Et une partie de la réunion était consacrée à la "formation" des toreros, avec pour invité le président du Centre Français de Tauromachie, l'une des "écoles" de corrida de Nîmes. La question était toujours "la promotion des cultures taurines et leur accessibilité." On y déplorait "l'impossibilité de produire des jeunes de 14 à 16 ans en formation et en public", on y déplorait que "les écoles taurines manquent de moyens", on y évoquait "la possibilité de créer des formations en 'sports-étude' ".
Enfin, on pointait "l'importance de mettre en place de véritables 'corridas populaires' avec des 'figuras' locales", concluant que "ces corridas constitueraient de formidables 'tremplins' pour les locaux et permettraient là encore une meilleure promotion de cette activité."

Donc, non seulement Nicolas Cadène a une passion personnelle pour la tauromachie, non seulement il la défend et la justifie publiquement, mais encore, et surtout, il a utilisé sa fonction au sein d'un parti politique afin de militer pour sa promotion et sa perpétuation.

La réponse de Nicolas Cadène

Dans sa réponse à Libération, le candidat dit considérer que la corrida est un débat "qui a évidemment toute sa place à l’Assemblée nationale", ce qui est la moindre des choses de la part d'un homme politique qui prétend à un poste de député.
Il concède que "dans un premier temps, des évolutions concernant l’accompagnement des mineurs ou le financement public pourraient être avancées". La formule "accompagnement des mineurs" n'est pas claire : entend-il qu'un mineur peut aller aux corridas dès lors qu'il est accompagné ?
Et bien entendu, il met en avant les soi-disant enjeux économiques territoriaux "sauf à occulter la réalité d’un territoire, il faut saisir que la question tauromachique, qui suppose des élevages traditionnels non-intensifs, est plus complexe qu’il n’y paraît. […] on ne peut pas, ici, poser ce sujet sans s’intéresser d’une manière ou d’une autre aux nombreux acteurs locaux concernés, à accompagner." On aimerait voir ce type d'argument étayé par des chiffres précis.
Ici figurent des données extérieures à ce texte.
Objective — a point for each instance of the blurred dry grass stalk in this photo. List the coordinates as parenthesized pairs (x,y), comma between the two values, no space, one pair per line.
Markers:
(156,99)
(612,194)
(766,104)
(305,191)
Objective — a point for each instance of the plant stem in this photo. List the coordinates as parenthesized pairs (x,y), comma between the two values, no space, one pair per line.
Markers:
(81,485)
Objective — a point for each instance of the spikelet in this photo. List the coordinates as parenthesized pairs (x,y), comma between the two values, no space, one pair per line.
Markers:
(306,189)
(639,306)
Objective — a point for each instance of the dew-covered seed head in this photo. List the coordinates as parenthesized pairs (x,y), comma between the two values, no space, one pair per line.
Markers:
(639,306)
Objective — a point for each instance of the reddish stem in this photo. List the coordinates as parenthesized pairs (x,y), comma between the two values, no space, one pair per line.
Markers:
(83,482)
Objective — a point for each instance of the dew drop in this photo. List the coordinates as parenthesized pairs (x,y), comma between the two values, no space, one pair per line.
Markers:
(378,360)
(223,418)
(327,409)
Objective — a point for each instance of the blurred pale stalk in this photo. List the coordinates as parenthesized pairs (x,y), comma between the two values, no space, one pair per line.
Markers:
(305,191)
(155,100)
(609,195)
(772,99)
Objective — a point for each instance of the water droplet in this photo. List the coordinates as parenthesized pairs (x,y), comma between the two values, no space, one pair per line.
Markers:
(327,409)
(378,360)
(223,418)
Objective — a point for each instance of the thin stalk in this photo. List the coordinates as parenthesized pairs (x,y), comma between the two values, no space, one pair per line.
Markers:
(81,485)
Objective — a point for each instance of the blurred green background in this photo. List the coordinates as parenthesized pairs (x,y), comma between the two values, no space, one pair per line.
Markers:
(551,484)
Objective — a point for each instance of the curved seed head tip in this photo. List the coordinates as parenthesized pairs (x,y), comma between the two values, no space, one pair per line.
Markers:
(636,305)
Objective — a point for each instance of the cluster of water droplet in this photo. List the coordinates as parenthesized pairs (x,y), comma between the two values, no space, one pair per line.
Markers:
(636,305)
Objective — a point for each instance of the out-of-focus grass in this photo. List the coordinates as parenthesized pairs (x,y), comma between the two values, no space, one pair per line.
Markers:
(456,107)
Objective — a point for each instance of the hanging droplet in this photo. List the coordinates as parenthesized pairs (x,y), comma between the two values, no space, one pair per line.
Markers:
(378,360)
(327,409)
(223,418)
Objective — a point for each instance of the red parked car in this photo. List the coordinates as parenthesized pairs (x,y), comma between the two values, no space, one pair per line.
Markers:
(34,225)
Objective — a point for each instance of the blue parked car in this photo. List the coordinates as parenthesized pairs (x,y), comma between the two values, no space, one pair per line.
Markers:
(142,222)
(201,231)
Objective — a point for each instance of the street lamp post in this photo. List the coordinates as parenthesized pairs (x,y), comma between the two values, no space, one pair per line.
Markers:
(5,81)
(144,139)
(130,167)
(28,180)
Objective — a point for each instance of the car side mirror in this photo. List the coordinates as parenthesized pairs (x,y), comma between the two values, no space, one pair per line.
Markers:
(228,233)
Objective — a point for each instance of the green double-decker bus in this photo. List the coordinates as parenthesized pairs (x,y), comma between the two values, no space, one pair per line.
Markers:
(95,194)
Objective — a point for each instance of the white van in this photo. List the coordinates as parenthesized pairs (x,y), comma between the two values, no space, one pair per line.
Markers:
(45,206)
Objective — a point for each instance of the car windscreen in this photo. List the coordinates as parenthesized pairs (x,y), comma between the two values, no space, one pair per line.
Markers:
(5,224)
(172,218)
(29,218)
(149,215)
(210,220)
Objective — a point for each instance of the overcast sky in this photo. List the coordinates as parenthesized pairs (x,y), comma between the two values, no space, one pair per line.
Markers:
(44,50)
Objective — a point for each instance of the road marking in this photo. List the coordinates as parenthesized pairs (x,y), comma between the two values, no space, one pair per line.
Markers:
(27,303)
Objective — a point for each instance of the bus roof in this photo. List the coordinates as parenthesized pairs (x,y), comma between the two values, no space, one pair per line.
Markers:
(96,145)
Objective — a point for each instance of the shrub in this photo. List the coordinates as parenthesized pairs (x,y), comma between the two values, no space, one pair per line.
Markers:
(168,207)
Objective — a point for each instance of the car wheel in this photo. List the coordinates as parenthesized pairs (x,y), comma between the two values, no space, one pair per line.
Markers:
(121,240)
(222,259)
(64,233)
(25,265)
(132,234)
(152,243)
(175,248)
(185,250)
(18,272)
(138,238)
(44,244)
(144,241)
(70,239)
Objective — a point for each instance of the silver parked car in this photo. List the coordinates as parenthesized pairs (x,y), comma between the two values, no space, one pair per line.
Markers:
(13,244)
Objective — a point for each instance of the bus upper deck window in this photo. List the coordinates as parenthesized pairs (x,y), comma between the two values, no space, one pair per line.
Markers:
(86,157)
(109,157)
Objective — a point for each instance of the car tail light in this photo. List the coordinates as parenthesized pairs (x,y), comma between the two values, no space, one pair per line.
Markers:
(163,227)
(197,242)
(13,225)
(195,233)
Notons que l'article de Libération se termine par "Contactés par CheckNews, Europe Ecologie-Les Verts n’ont pas donné suite à nos sollicitations", ce qui est un peu gênant.

Interrogations

Pourquoi EELV a-t-il investi un tel candidat dans cette circonscription hautement symbolique ?

D'autant que le conseil régional politique d'EELV s'était prononcé à l'unanimité en faveur de la candidature de Sybille Jannekeyn, qui avait assuré la candidature EELV lors des législatives de 2017.

D'autant que Nicolas Cadène, qui avait fait sa carrière politique au sein du PS, a demandé en 2019 le soutien de LREM en vue des élections municipales de 2020, puis a annoncé son retrait de la candidature interne du PS, puis a rejoint la liste sans étiquette de David Tebib, lequel au second tour a appelé à voter pour… Jean-Paul Fournier, le maire LR de Nîmes en place depuis vingt ans.

D'autant, enfin, que selon une enquête d'opinion réalisée par l'IFOP en février 2022, 87 % des Français sont favorables à ce que les corridas soient pénalement sanctionnées sur tout le territoire, la proportion se montant à 96 % chez les électeurs EELV.

Passons sur le fait que cette investiture a été officialisée le 10 mai, date anniversaire de l'adoption par le Conseil fédéral d'EELV en 2015 de la motion créant la commission Condition animale.

Un média local soulignait que "Nicolas Cadène est très ami avec le secrétaire national d’Europe Écologie-Les Verts, Julien Bayou." Mais on espère qu'à EELV, les investitures ne peuvent pas procéder d'un simple arrangement entre amis.
Et les accointances locales de Nicolas Cadène avec le milieu tauromachique peuvent laisser craindre des attitudes clientélistes, alors même qu'on attend de partis comme EELV une émancipation vis-à-vis du clientélisme politicien cher aux vieux partis traditionnels.

Cette candidature paradoxale risque de nuire grandement à la crédibilité d'EELV, ce qui est extrêmement dommage car c'est un parti digne d'intérêt. Les premières victimes de cette candidature sont les nombreux militants écologistes.